Polyurethane parts are granulated and blended, then put under heat and pressure to form boards or moldings. The resulting particleboards can be used in sound proofing products and furniture applications.

2) Chemical recycling

Glycolysis

Industrial and post-consumer polyurethanes are mixed with diols at high heat. New polyols are created through a chemical reaction, which can then be used to make recycled polyurethane.

Hydrolysis

A reaction between used polyurethanes and water results in polyols that can be used as fuel. The intermediate chemicals can be used as raw materials to create recycled polyurethane.

Pyrolysis

Gas and oil are created by breaking down polyurethanes in an environment that is free of oxygen.

Hydrogenation

Gas and oil are created from used polyurethanes through applying heat, pressure, and oxygen.

The future of polyurethane

Pile of old polyurethane foam
Old polyurethane foam removed during excavation work can be recycled through mechanical or chemical means.

Polyurethane is an impressive resource with its combination of workable characteristics. Polyurethane products also boast variety—ranging from plastics, foams, coatings, to sealants—that benefit a multitude of industries.

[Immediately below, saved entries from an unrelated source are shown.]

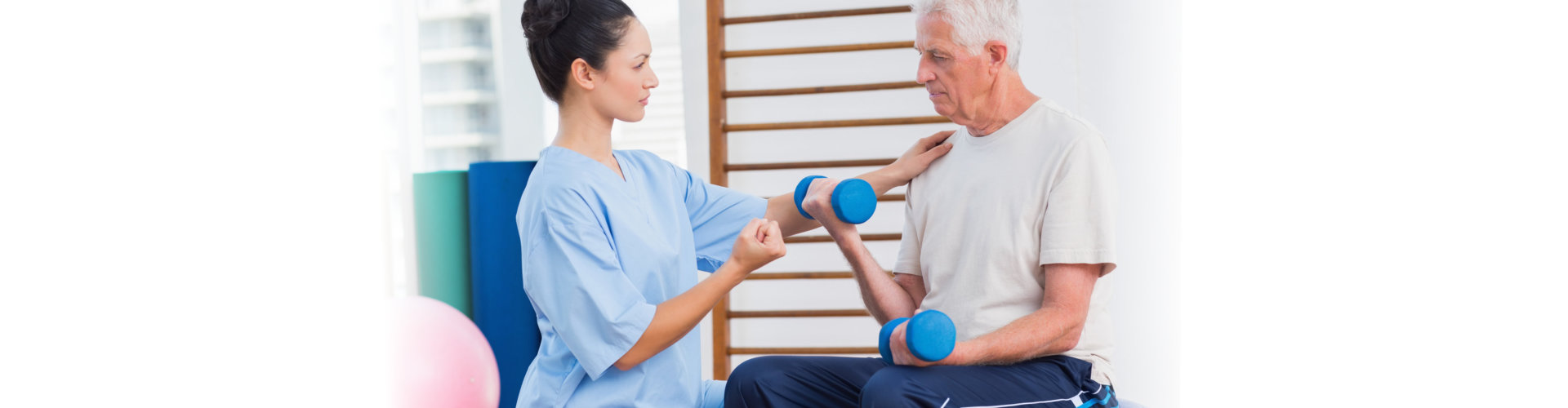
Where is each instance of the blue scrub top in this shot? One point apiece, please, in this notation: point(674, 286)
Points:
point(599, 253)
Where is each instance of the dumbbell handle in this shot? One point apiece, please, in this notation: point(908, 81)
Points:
point(930, 336)
point(853, 200)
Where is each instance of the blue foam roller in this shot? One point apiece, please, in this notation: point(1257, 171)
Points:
point(886, 335)
point(501, 308)
point(930, 335)
point(800, 195)
point(855, 202)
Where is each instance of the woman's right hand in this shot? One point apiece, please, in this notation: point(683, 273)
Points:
point(758, 245)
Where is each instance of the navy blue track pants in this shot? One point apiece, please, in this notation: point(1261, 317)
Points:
point(817, 382)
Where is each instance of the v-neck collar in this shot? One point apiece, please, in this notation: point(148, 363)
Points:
point(620, 161)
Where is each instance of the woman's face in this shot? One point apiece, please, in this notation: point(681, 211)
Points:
point(626, 81)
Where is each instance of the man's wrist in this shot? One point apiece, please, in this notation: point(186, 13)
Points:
point(964, 353)
point(731, 272)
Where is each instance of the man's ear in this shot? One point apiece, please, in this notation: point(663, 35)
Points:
point(582, 74)
point(996, 54)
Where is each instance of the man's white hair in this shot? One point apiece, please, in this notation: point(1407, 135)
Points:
point(979, 20)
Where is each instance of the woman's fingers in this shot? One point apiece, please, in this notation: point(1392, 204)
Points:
point(935, 140)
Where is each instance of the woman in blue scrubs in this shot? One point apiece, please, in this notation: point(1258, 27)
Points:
point(612, 237)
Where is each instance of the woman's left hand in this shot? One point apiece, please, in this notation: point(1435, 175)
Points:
point(918, 157)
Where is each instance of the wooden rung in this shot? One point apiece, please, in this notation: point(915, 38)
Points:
point(821, 313)
point(821, 49)
point(800, 275)
point(826, 163)
point(804, 350)
point(830, 239)
point(816, 15)
point(847, 122)
point(825, 90)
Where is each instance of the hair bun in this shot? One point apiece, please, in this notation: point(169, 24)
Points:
point(540, 18)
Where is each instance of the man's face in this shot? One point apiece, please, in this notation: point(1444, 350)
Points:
point(951, 74)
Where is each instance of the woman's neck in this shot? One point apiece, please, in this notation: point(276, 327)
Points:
point(587, 132)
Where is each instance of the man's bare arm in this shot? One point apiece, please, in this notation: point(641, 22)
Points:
point(1053, 330)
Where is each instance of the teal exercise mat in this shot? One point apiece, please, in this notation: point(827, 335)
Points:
point(441, 237)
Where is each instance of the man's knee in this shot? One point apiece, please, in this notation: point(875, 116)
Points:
point(896, 387)
point(755, 375)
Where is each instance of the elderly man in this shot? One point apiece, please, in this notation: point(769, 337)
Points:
point(1007, 234)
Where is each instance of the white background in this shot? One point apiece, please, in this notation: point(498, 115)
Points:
point(1371, 202)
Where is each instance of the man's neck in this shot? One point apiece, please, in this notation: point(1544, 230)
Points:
point(1005, 102)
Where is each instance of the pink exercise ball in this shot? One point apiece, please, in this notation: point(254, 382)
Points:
point(439, 358)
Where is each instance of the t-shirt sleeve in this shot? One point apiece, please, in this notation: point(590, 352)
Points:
point(576, 282)
point(717, 217)
point(910, 241)
point(1079, 222)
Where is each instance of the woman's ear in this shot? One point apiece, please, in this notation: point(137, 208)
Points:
point(582, 74)
point(996, 54)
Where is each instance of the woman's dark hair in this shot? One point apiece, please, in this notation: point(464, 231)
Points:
point(564, 30)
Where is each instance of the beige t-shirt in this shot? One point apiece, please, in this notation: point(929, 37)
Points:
point(985, 219)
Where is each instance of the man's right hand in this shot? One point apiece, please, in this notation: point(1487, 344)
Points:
point(760, 244)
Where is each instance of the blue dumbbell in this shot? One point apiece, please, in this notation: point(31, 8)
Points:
point(930, 336)
point(853, 200)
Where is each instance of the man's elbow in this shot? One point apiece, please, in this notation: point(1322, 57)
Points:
point(1067, 343)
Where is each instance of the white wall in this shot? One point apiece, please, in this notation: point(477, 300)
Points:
point(1112, 61)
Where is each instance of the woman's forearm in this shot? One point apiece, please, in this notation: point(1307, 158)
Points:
point(678, 316)
point(883, 299)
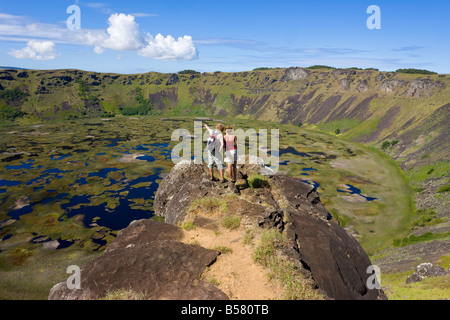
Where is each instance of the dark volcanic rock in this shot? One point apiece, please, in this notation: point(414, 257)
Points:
point(425, 270)
point(323, 249)
point(422, 88)
point(336, 261)
point(147, 258)
point(185, 183)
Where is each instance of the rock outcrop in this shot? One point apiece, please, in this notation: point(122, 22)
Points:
point(292, 74)
point(422, 88)
point(426, 270)
point(320, 247)
point(149, 257)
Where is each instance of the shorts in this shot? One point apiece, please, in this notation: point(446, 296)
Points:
point(215, 159)
point(231, 156)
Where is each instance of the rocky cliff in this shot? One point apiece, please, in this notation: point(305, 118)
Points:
point(149, 257)
point(368, 106)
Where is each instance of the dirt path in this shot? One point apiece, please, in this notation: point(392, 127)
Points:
point(234, 273)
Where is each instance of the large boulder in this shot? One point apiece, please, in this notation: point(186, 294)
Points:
point(185, 183)
point(320, 247)
point(147, 258)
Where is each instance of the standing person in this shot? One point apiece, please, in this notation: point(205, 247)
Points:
point(231, 153)
point(215, 149)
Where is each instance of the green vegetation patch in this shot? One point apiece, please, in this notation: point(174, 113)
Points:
point(426, 217)
point(412, 239)
point(209, 205)
point(258, 181)
point(415, 71)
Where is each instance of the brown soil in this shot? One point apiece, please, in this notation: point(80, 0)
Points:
point(234, 273)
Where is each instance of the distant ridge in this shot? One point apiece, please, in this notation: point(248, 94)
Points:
point(12, 68)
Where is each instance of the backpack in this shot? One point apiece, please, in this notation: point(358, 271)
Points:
point(210, 143)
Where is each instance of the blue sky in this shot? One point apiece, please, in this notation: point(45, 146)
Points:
point(169, 36)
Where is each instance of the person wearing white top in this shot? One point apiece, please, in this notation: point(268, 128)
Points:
point(215, 156)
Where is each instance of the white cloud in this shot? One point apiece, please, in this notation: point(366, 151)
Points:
point(167, 48)
point(123, 33)
point(36, 50)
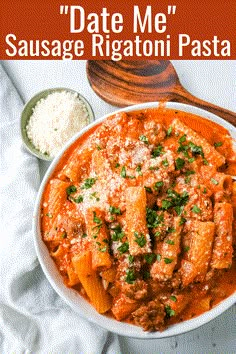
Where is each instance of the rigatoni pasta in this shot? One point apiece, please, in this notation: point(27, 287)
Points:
point(139, 217)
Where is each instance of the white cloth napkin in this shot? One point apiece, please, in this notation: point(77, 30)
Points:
point(33, 318)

Polyurethane products have a cyclical life span as they continue to hold value even after reaching the end of their product life cycle. In 2010, American automobile manufacturer, Chrysler, announced that it would use 180,000 pounds of recycled polyurethane foams for their seats and headrests. As the world goes green, the polyurethane industry follows suit with sustainable practices.